Randomised groups | Non-randomised group | ||||||
---|---|---|---|---|---|---|---|
No prescription (n=123) | Recontact (n=108) | Post-date (n=114) | Collection (n=105) | Patient led (n=106) | Immediate antibiotics (n=333) | ||
Previous duration (days)* | 7.5 (7.8) | 6.3 (5.4) | 6.5 (5.2) | 7.1 (7.9) | 7.2 (6.3) | 8.5 (7.7) | |
Mean severity of all symptoms at baseline* | 0.94 (0.44) | 0.92 (0.42) | 0.98 (0.44) | 0.99 (0.42) | 0.94 (0.42) | 1.15 (0.45) | |
Diagnosis | |||||||
Lower respiratory infection | 8/122 (7) | 8/106 (8) | 5/110 (5) | 6/104 (6) | 8/105 (8) | 100/331 (30) | |
Pharyngitis or sore throat | 28/123 (23) | 26/108 (24) | 32/108 (28) | 32/114 (28) | 22/106 (21) | 95/333 (29) | |
Upper respiratory infection | 68/123 (55) | 51/108 (47) | 55/114 (48) | 60/105 (57) | 58/106 (55) | 37/333 (11) | |
Sex (female) | 76/122 (62) | 59/107 (55) | 65/110 (59) | 63/104 (61) | 65/105 (62) | 212/332 (64) | |
Current smoker | 19/122 (16) | 15/108 (14) | 14/110 (13) | 22/104 (21) | 17/105 (16) | 73/331 (22) | |
Age (years)* | 29 (22) | 31 (20) | 34 (22) | 30 (20) | 32 (21) | 37 (21) |
Data are mean (standard deviation) unless stated otherwise.

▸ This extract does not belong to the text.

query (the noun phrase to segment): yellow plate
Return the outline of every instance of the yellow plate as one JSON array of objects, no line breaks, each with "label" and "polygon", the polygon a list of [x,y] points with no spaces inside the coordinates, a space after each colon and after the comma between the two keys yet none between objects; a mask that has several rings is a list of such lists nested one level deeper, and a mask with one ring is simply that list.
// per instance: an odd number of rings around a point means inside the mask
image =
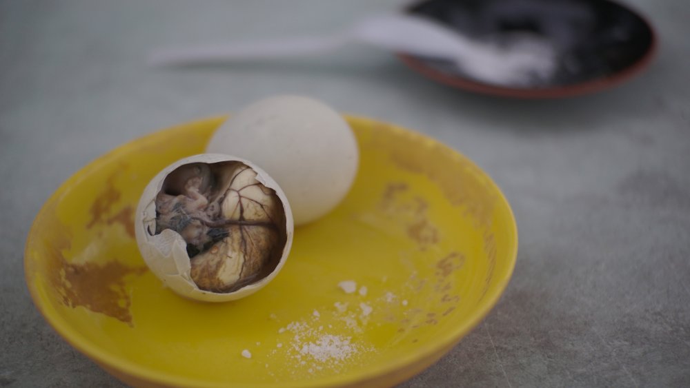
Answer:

*Number (%) of patients. Denominators vary owing to missing data at baseline.
Attrition bias
The characteristics of patients where the primary outcome was not documented were similar to those followed up (n=751) for baseline symptom score (1.0 v 0.98), female sex (82/136 (60%) v 458/744 (62%)), age 16 years or less (31/136 (23%) v 200/744 (27%)). The two groups were similar in diagnosis of lower respiratory tract infections (22/135 (16%) v 113/742 (15%)) and otitis media (16/134 (12%) v 66/740 (9%)).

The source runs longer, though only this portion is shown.